Je me demandais alors, quel pouvait être son point faible... Une trop grande consommation d'énergie ? Mais n'était-ce pas pour cette raison qu'ils avaient installé un système ingénieux de panneaux solaires sur la surface du tube ? Et que dire de ce fameux alliage dont ils avaient recouvert les navettes... Ils l'avaient surnommé : Le Vibranium, du nom du bouclier indestructible de Captain America. C'est vous dire... Sans parler des capteurs inhérents à ce matériau, capables de transmettre des informations sur la température, la stabilité et l'intégrité des capsules. Non, vraiment, il n'existait pas de moyen plus sûr de voyager. Elon Musk, lui-même avait assuré que l'Hyperloop ne pouvait ni dérailler, ni s'écraser ni même faire de tonneaux. L'engouement dont j'avais fait preuve dès le lancement de ce " vaisseau révolutionnaire ", ne faiblissait pas. 


Mais alors que j'observais les autres passagers, munis pour la plupart de casques à réalité virtuelle, se divertissant chacun dans un monde qui lui était propre, la navette accusa brusquement une forte accélération. L'on entendit alors, une voix métallique sortie de nulle part, répéter en boucle : Mesdames et Messieurs surtout veuillez garder votre calme. L'Hyperloop rencontre actuellement un problème technique, qui sera rapidement résolu. Merci de bien vouloir rester attaché à votre siège. Mesdames et Messieurs...

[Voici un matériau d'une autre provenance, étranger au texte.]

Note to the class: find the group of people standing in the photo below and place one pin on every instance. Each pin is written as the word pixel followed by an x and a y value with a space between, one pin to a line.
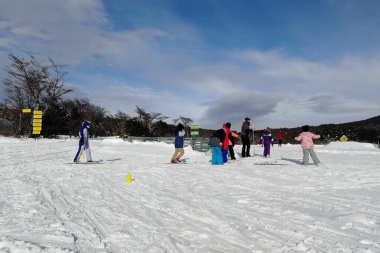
pixel 221 142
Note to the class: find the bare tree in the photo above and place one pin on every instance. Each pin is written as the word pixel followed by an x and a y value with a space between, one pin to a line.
pixel 31 84
pixel 185 121
pixel 148 119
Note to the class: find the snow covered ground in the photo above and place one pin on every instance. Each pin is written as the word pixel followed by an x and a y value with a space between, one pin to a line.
pixel 48 204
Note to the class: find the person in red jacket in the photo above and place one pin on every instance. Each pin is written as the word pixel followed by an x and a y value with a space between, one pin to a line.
pixel 231 145
pixel 280 137
pixel 307 144
pixel 226 127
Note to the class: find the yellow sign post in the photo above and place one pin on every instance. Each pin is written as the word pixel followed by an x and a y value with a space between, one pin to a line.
pixel 37 122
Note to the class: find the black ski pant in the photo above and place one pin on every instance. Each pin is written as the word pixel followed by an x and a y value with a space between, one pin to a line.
pixel 246 146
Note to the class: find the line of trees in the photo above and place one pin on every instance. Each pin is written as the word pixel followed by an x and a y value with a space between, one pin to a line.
pixel 39 85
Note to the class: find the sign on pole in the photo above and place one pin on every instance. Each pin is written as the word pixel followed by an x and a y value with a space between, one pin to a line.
pixel 194 130
pixel 37 122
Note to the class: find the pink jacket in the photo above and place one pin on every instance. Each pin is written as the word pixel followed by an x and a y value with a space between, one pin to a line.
pixel 233 135
pixel 306 139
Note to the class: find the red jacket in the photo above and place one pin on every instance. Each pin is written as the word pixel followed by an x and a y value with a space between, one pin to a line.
pixel 233 135
pixel 227 138
pixel 280 136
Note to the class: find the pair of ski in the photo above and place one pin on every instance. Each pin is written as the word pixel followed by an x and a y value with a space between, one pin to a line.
pixel 91 162
pixel 268 163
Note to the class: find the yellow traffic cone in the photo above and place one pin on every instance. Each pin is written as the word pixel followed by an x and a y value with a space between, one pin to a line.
pixel 129 178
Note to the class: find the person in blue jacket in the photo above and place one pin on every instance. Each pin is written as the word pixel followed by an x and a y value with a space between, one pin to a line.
pixel 178 144
pixel 83 142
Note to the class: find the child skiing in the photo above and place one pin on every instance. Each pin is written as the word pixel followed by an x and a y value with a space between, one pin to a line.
pixel 280 137
pixel 307 145
pixel 231 145
pixel 83 142
pixel 178 144
pixel 267 140
pixel 216 143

Pendant ce temps, à quelques kilomètres de là, en pleine zone désertique, venait de se produire la plus grosse chute de météorite jamais enregistrée. Cette dernière s'était sans doute décrochée de la ceinture d'astéroïdes, comme cela arrivait parfois, et venait de creuser un cratère de près de trois kilomètres de diamètre. Tout ceci aurait pu être sans gravité s'il ne s'était agi d'une météorite pourvue de champs magnétiques...


L'Hyperloop quant à lui, continuait d'avancer à vive allure. Son système de propulsion par accélération électromagnétique devenu incontrôlable, l'engin se frottait maintenant aux parois dans un vacarme assourdissant. À l'intérieur de la capsule, l'horreur pouvait se lire sur les visages, les corps ressemblaient à présent à des poupées de chiffon et semblaient comme incrustés dans leurs sièges. Tout était allé si vite ! Mon coeur battait à tout rompre. Je ne parvenais plus à rassembler mes idées, ma vision se brouillait alors qu'un voile rouge commençait à apparaître devant mes yeux. Ma respiration devenait de plus en plus difficile... Puis, comme happée par un trou noir, je perdis connaissance.